We also validated PREDICT using a dataset from British Columbia that had been previously used for a validation of Adjuvant! Online. Predict provided overall and breast cancer specific survival estimates that were at least as accurate as estimates from Adjuvant! The results of this validation were published in the European Journal of Surgical Oncology.

Model extension: HER2 status

The model was updated in October 2011 to include HER2 status. Estimates for the prognostic effect of HER2 status were based on analysis of 10,179 cases collected by the Breast Cancer Association Consortium (BCAC). A validation of the new model in the British Columbia dataset was published in the British Journal of Cancer. This showed that inclusion of HER2 status in the model improved the estimates of breast cancer-specific mortality, especially in HER2 positive patients.

The benefit of trastuzumab is based on the relative risk reduction of 31 per cent in mortality up to five years in published trials.

Model extension: KI67 status

More recently we have added KI67 status to the model. The prognostic effect of KI67 was taken from published data showing that ER positive tumours that express KI67 are associated with a 30 per cent poorer relative survival.

KI67 positivity for the PREDICT model was defined as greater than 10 per cent of tumour cells staining positive.

The discrimination and calibration of the PREDICT model including KI67 has not yet been externally validated. The reasons for this are the lack of an appropriate validation set. Sets of research samples are generally unsuitable for model validation of novel markers as the cases are often highly selected and not representative of average cases. Cancer registry data are also unsuitable because it is generally not possible to get data on new markers. It is thus almost impossible to obtain data for an optimal validation. However, the relative hazard associated with KI67 positivity has been estimated many times in many independent data sets. That it is prognostic is clearly validated. And so, provided the estimate of the hazard ratio that is used in the prediction model is reasonably close to the "ground truth", the addition of the marker to the model will inevitably improve model performance. We just cannot say by how much.

PREDICT and Oncotype DX

Oncotype DX is a prognostic model (breast cancer recurrence) based on a test of gene expression profiles in tumours. It has recently been recommended by NICE (DG10) for use in women with oestrogen receptor positive (ER+), lymph node negative (LN-) and human epidermal growth factor receptor 2 negative (HER2-) early breast cancer to guide chemotherapy decisions if the person is assessed as being at intermediate risk, and where the information on the biological features of the cancer provided by oncotype DX is likely to help in predicting the course of the disease.
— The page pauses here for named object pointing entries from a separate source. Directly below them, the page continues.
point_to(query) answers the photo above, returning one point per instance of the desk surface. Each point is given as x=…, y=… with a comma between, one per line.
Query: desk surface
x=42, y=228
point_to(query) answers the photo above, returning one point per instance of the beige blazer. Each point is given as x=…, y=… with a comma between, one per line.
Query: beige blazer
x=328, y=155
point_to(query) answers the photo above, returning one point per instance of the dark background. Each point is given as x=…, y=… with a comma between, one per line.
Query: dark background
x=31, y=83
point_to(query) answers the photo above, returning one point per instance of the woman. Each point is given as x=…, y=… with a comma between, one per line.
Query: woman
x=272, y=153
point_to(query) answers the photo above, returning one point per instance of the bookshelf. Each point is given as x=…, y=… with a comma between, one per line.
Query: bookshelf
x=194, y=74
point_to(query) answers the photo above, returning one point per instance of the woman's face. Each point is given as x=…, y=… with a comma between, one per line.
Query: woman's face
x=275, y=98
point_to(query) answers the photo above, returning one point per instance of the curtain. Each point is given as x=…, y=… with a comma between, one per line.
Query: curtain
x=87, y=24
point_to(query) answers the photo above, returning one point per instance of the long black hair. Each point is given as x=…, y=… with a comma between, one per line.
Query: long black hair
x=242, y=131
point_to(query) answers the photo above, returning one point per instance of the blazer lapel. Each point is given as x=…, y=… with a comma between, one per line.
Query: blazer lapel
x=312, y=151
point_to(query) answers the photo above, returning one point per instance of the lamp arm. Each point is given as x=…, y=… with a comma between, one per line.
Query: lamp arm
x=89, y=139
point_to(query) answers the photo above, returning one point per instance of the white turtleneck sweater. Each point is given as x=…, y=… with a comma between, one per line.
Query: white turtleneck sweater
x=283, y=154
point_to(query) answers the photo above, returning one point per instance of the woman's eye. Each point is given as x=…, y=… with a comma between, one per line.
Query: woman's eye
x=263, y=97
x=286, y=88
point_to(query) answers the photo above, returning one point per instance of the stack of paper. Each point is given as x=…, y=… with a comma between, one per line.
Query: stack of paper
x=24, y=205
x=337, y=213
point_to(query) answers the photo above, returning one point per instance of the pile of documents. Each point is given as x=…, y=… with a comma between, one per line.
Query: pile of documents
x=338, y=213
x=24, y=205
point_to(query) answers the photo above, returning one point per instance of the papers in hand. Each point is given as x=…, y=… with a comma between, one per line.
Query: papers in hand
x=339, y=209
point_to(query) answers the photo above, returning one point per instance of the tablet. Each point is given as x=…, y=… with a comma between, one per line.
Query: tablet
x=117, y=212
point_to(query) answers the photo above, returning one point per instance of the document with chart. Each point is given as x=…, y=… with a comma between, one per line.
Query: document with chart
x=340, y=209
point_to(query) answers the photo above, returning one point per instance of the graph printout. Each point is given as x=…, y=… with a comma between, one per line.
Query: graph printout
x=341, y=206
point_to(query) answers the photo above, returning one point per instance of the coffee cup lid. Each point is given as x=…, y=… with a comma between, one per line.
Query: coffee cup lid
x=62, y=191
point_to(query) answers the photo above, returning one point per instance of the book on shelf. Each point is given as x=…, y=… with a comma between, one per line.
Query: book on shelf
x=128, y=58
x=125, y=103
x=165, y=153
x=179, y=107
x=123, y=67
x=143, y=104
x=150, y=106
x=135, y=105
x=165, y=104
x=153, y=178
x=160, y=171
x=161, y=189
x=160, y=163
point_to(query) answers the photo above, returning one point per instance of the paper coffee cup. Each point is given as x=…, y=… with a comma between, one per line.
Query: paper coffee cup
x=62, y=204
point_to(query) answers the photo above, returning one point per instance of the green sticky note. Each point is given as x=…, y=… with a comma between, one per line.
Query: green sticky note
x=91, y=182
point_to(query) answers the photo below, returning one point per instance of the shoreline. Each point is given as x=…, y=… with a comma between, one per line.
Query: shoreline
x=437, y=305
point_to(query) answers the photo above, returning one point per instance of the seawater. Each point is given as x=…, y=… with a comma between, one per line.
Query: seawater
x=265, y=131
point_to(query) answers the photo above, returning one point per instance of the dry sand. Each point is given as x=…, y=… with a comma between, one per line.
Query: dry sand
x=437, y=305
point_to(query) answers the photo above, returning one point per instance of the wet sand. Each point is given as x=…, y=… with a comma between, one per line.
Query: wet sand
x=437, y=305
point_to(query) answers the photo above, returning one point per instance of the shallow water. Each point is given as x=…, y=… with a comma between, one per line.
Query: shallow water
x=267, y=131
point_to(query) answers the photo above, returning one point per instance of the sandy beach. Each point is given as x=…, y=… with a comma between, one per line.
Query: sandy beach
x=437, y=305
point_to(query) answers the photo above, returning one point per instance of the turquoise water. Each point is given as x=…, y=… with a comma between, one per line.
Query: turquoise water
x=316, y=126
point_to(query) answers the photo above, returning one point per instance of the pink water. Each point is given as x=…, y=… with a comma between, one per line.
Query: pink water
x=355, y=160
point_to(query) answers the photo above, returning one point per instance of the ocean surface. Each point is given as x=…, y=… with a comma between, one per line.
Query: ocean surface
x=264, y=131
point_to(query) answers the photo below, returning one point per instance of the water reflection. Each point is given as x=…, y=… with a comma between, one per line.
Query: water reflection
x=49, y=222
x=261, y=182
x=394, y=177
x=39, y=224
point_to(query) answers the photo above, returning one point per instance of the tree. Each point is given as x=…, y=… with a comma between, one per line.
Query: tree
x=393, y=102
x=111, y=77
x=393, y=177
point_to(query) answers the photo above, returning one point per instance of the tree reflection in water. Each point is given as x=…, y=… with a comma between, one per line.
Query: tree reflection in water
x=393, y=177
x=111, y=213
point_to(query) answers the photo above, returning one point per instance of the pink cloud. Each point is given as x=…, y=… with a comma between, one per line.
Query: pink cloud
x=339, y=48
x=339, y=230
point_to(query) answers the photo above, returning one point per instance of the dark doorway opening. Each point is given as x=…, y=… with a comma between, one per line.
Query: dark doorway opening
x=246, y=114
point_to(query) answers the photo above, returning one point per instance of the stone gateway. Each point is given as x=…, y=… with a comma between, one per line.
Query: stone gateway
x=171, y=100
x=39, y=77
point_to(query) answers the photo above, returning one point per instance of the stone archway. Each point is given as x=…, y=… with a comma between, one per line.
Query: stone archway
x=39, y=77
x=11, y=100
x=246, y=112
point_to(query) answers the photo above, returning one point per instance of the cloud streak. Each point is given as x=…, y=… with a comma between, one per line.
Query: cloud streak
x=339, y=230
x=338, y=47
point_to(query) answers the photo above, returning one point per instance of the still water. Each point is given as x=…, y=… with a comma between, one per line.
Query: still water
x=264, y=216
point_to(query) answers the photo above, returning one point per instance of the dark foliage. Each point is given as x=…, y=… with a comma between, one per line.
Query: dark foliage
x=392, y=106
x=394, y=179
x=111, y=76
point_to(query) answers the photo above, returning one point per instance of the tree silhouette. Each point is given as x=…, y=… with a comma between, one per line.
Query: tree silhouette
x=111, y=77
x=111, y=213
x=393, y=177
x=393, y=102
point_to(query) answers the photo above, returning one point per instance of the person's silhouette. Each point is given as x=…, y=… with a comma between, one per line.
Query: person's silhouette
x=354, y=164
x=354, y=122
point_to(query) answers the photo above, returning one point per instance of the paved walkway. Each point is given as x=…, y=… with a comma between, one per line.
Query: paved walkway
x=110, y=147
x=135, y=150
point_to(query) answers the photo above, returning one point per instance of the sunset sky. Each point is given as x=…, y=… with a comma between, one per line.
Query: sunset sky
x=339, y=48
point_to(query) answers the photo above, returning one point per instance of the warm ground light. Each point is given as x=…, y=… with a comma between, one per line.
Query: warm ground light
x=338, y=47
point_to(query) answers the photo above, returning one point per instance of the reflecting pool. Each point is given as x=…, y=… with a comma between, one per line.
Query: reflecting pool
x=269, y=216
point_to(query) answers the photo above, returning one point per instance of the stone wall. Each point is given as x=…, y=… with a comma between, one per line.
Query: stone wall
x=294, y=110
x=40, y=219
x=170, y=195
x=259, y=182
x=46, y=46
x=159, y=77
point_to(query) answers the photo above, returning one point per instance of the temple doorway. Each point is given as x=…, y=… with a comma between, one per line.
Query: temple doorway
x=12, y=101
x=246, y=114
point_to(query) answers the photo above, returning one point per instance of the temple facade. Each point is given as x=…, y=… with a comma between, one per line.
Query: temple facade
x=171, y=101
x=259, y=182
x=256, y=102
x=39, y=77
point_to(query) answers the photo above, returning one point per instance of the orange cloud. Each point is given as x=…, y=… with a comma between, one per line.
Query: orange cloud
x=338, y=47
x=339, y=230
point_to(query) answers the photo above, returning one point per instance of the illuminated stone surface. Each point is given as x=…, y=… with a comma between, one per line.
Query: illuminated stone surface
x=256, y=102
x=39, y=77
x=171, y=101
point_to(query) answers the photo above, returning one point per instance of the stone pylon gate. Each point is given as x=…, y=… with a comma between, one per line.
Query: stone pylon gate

The incremental improvement in discrimination for oncotype DX over the established prognostic factors is not known. One of the key genes evaluated by oncotype DX is HER2. HER2 is already incorporated into PREDICT. The largest clinical validation of oncotype DX was published in 2008 [1]. In this paper it is stated that "If the model [Cox regression] included only 389 patients with HER2/neu negative-tumours, RS [recurrence score] was not predictive". It is thus unlikely that the information on the biological features of the cancer provided by oncotype DX would help in predicting the course of the disease in HER2 negative breast cancer. Moreover, it has also been shown that the prognostic value of multi-gene expression signatures such as oncotype DX derive mainly from three genes; ER, HER2 and AURKA (a proliferation marker) [2]. Thus, it is unlikely that oncotype DX would add much to the performance of the current version of PREDICT, particularly if KI67 is inlcuded.
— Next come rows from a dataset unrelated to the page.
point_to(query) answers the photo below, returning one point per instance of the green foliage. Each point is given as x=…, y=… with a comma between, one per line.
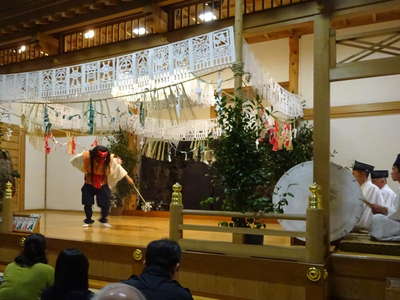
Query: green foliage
x=246, y=173
x=240, y=167
x=119, y=146
x=278, y=162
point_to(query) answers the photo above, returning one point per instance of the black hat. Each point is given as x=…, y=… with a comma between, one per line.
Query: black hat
x=379, y=174
x=359, y=166
x=397, y=161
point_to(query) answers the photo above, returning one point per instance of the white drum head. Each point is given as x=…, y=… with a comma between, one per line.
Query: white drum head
x=345, y=202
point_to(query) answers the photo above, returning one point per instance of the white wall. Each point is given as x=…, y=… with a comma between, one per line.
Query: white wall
x=64, y=182
x=374, y=140
x=34, y=177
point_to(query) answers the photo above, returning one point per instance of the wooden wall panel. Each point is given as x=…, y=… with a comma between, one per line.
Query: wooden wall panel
x=15, y=145
x=359, y=110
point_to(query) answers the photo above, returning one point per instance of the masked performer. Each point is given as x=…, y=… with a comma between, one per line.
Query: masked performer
x=102, y=172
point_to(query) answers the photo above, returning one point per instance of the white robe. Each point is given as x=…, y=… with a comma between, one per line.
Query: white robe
x=117, y=172
x=373, y=195
x=387, y=228
x=389, y=199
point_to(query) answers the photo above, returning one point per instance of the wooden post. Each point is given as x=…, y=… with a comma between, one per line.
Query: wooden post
x=315, y=244
x=175, y=213
x=321, y=134
x=6, y=213
x=294, y=64
x=238, y=67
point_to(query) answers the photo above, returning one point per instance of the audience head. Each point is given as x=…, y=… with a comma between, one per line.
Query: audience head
x=361, y=171
x=119, y=291
x=165, y=254
x=378, y=177
x=34, y=251
x=71, y=273
x=396, y=169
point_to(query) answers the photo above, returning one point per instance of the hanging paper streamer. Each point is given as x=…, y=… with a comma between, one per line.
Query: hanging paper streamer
x=46, y=121
x=91, y=114
x=71, y=146
x=290, y=105
x=47, y=130
x=95, y=143
x=141, y=114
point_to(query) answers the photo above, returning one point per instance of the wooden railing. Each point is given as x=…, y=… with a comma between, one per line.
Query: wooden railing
x=312, y=252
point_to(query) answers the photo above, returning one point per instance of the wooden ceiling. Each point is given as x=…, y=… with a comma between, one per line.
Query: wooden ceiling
x=341, y=22
x=22, y=19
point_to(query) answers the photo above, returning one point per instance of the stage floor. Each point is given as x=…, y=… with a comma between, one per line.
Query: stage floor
x=129, y=230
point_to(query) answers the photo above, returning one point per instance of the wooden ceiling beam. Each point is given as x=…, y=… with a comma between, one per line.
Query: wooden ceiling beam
x=45, y=10
x=365, y=69
x=91, y=17
x=89, y=54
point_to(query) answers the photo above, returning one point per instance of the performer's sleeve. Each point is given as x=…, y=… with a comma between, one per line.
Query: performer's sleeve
x=117, y=172
x=395, y=214
x=77, y=162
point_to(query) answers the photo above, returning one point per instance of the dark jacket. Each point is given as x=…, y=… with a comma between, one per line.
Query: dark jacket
x=49, y=294
x=156, y=284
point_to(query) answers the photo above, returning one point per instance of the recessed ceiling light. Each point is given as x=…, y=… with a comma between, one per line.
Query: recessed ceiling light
x=139, y=31
x=89, y=34
x=207, y=16
x=22, y=49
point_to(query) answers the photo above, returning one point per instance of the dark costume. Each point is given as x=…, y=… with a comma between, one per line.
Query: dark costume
x=102, y=173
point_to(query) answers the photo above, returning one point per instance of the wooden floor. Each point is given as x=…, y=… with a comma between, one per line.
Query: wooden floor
x=129, y=230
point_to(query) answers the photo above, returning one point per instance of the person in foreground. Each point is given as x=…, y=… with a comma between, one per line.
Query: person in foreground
x=379, y=178
x=387, y=228
x=119, y=291
x=102, y=173
x=373, y=201
x=71, y=280
x=29, y=274
x=157, y=280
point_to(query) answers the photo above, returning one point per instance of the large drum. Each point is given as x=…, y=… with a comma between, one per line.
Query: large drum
x=345, y=198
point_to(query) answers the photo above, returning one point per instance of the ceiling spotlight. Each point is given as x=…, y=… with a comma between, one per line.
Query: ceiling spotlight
x=207, y=16
x=22, y=49
x=139, y=31
x=89, y=34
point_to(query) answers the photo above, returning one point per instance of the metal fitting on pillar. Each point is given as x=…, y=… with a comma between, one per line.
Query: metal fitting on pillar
x=315, y=199
x=176, y=195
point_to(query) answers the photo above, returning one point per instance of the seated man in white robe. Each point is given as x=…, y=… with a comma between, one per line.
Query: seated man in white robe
x=379, y=178
x=373, y=202
x=387, y=228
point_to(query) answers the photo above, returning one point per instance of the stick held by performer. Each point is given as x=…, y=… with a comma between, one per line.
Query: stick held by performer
x=102, y=173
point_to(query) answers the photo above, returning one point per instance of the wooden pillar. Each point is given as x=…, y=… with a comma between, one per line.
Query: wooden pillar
x=294, y=64
x=175, y=213
x=239, y=7
x=130, y=203
x=321, y=113
x=6, y=211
[1] Goldstein LJ, Gray R, Badve S, Childs BH, Yoshizawa C, Rowley S, et al. Prognostic utility of the 21-gene assay in hormone receptor-positive operable breast cancer compared with classical clinicopathologic features. J Clin Oncol 2008;26(25):4063-71.

[2] Haibe-Kains B, Desmedt C, Loi S, Culhane AC, Bontempi G, Quackenbush J, et al. A Three-Gene Model to Robustly Identify Breast Cancer Molecular Subtypes. J Natl Cancer Inst 2012;104(4):311-25.